Existing American Gods Book Covers
I identified a few problems with the existing covers. The primary imagery (lighting and the tree of life) references the Norse god Odin, or Mr. Wednesday as he's known in the book. While there is a "storm" building throughout the story, I wanted to represent the work as a whole and not just one character. The typography varies wildly across covers, all conveying different tones.
I started breaking down all the different elements of the story to narrow down the themes and tone I needed to incorporate. I was drawn to haunting photography and pagan art to represent Shadow's grief and the spiritual subjects.

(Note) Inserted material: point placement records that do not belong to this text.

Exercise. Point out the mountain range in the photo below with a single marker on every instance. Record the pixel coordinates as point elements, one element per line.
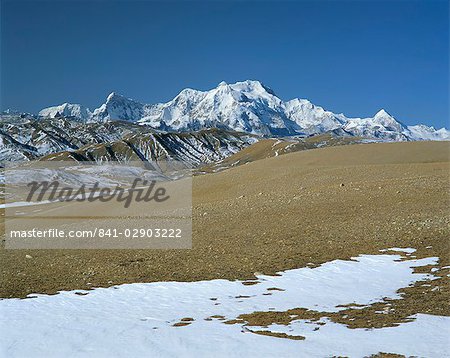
<point>249,107</point>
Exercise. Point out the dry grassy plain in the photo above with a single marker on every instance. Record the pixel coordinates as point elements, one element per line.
<point>279,213</point>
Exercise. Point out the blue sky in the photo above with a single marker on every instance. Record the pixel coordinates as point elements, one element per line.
<point>353,57</point>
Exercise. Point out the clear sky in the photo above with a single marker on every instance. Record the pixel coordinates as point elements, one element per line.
<point>353,57</point>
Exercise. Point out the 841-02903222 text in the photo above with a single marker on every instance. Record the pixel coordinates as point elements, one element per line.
<point>100,233</point>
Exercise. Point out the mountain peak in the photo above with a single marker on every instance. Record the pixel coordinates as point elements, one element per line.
<point>382,113</point>
<point>245,106</point>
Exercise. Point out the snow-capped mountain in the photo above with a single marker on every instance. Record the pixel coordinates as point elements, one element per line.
<point>61,138</point>
<point>247,106</point>
<point>75,111</point>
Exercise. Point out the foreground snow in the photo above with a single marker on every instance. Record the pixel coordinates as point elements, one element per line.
<point>137,319</point>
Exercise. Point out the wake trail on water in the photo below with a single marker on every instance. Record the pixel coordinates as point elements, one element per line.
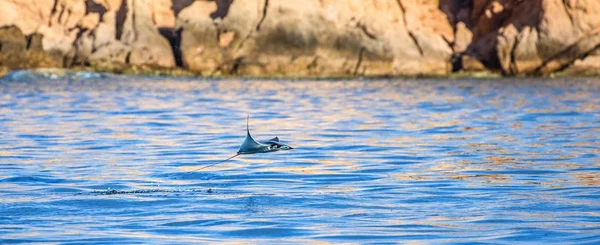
<point>204,167</point>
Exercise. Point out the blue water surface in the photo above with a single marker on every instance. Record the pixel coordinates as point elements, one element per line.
<point>96,158</point>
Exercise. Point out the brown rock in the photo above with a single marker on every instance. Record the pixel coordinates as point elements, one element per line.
<point>534,37</point>
<point>301,38</point>
<point>18,51</point>
<point>148,47</point>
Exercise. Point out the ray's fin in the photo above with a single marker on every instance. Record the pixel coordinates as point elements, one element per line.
<point>249,143</point>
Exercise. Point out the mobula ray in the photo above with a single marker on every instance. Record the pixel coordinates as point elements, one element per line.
<point>251,146</point>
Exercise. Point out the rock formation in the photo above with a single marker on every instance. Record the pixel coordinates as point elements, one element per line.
<point>305,37</point>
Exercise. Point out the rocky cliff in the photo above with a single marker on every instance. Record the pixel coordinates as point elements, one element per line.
<point>304,37</point>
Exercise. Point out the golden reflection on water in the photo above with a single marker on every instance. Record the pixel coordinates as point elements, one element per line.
<point>326,108</point>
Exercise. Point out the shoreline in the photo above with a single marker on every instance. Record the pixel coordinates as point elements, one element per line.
<point>181,73</point>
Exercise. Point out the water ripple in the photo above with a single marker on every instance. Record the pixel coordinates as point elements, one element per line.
<point>98,158</point>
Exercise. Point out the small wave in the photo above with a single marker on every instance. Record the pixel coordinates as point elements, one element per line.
<point>145,191</point>
<point>51,74</point>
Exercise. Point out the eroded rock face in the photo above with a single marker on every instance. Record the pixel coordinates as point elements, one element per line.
<point>18,51</point>
<point>308,38</point>
<point>535,37</point>
<point>311,37</point>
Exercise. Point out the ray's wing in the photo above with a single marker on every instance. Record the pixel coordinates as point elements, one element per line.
<point>249,143</point>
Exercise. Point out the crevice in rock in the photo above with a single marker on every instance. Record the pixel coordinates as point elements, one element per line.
<point>359,61</point>
<point>93,7</point>
<point>565,3</point>
<point>60,15</point>
<point>513,61</point>
<point>29,39</point>
<point>222,9</point>
<point>120,19</point>
<point>263,16</point>
<point>363,28</point>
<point>412,36</point>
<point>236,66</point>
<point>179,5</point>
<point>258,25</point>
<point>174,37</point>
<point>52,12</point>
<point>410,33</point>
<point>573,48</point>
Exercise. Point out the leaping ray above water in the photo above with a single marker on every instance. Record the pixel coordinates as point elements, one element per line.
<point>251,146</point>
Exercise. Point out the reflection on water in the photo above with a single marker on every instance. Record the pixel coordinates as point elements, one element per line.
<point>375,161</point>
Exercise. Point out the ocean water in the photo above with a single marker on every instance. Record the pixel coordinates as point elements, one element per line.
<point>96,158</point>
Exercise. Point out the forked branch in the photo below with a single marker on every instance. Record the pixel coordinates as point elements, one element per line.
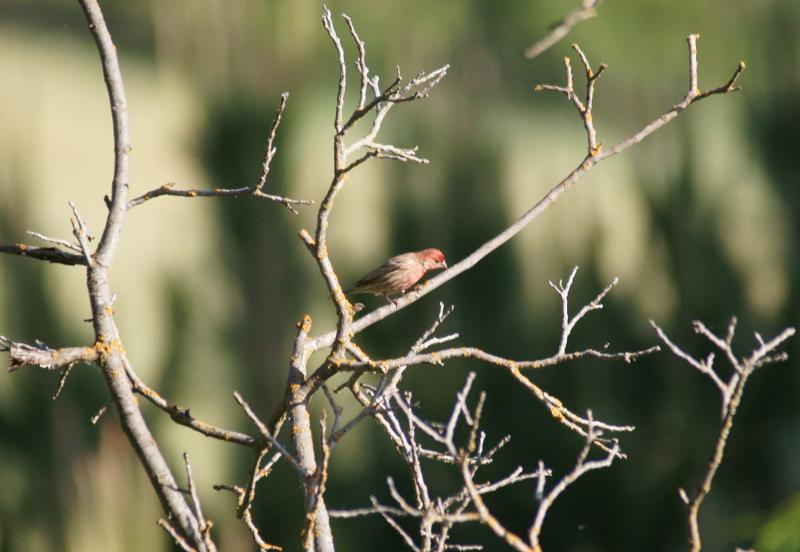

I wanted to create a visual representation of the story-wide conflict between old religion and modern society. I moved forward these these two designs which both depict religious imagery displayed through technology. But ultimately I felt photography was best suited to represent the complexity of the story. The retro style of the TV design, while eye-catching, wasn't in line with the tone of the story. So I decided to try a slightly different approach.
The Final Result
I chose the font Urban Jungle because the eroded texture evokes the way old traditions have faded away, and the cityscape silhouette shows what remains in their place. This typeface captures the spirit of the novel and stands well by itself on other pieces of merchandise. I managed to keep a reference to Odin: the altar on the television is one made to worship him! I also kept the road trip imagery used in many other covers since the majority of the story takes place on the road.
While it was a joy to design for one of my favorite author's works, it began as a struggle to create a comprehensive visual for such a thematically dense book. Building such a complex scene in Photoshop pushed me to get much more comfortable with the program. I'm much more adept and using adjustment layers and masks to ensure all the composite images in a piece appear as one.